陶傑也在草地上奔跑·,他的快樂,就在這片小小的草坪上,得到了滿足。

兩年以後,兔子去世了。

那天早上,陶傑依舊拿着水和青草,放在了兔籠的門口,兔子卻沒有像往常一樣奔過來,它蜷縮在一旁,一動不動。

陶傑以為它睡著了,於是輕輕碰了碰它。

兔子沒有反應,它的心臟不再跳動,軀體不再鮮活,它死了。

陶傑在樓下挖了一個小坑,把它埋葬在裏面。

這是他第一次感受到生命的逝去,當他把最後一抔土埋下的時候,他的眼淚止不住地留下。

但是,已經沒有一個小生靈,會天真地舐去他的眼淚了。

他總是發獃,會在遠方望的很久,他的囈語也越來越多,母親實在是擔心,於是便帶他去了兒童醫院。

他從沒有去過醫院,可是白色的牆壁,深色底地板,還有無盡的走廊帶給他莫名的恐懼,他害怕這個地方,本能地害怕。

可是那個穿白大褂的叔叔看起來人很好,他給了自己一顆糖,然後給自己量了體溫,還問了許多問題,沒有尖銳的針頭和苦澀的葯。

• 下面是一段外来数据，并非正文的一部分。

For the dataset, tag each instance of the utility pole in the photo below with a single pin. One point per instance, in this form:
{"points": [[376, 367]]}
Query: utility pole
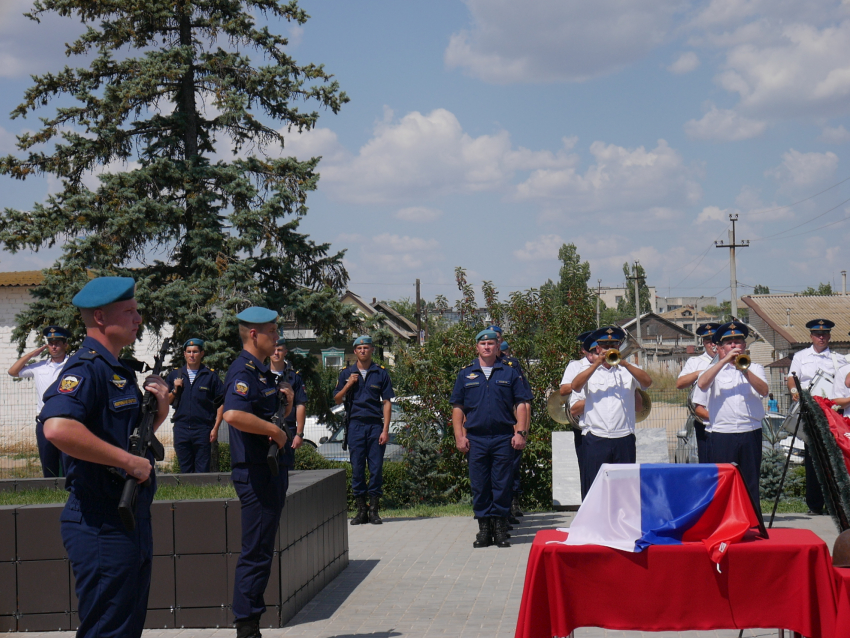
{"points": [[733, 278]]}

「醫生,我孩子是…」陶傑被護士帶走後,母親焦急地詢問醫生。

「孩子的病情呢,是很罕見,他應該是輕度的阿斯伯格綜合征,和輕度自閉有點類似,但是他的智商,和他的語言能力又不符合;這個孩子很聰明,只是有自閉傾向。」

醫生也揉了揉頭,「按理來說輕度自閉孩子的語言能力是相對較弱的,智商方面也相對缺陷,可是我們這個孩子他的語言能力相當好,只是性格上孤僻,有社交障礙,發育有些緩慢,而且也重複刻板行為,這樣的病症還是很樂觀,有改善的可能。我的建議呢,是父母以後呢可以多陪陪他,或者讓他多和同齡人接觸,一開始可能也會有不適應,就像您說的,在幼兒園都沒有朋友,他一開始也會有抵觸,但是要多引導他,讓他意識到這樣的行為是好的。」

「那醫生,這個自閉傾向可以治癒嗎?」

「一般來說呢,自閉是不能被治癒的,但是可以被克服,而且我們孩子呢也不是自閉症,只是有傾向;但是您千萬不能放鬆警惕,一定要多關注他的日常活動。」

「好的好的,謝謝醫生啊!」母親鬆了口氣,她懸起的心終於放了下來。

出了醫院之後,母親出乎意料的大方,她帶着陶傑先是吃了肯德基,之後又是去了遊樂園,還跟他買了身新衣裳。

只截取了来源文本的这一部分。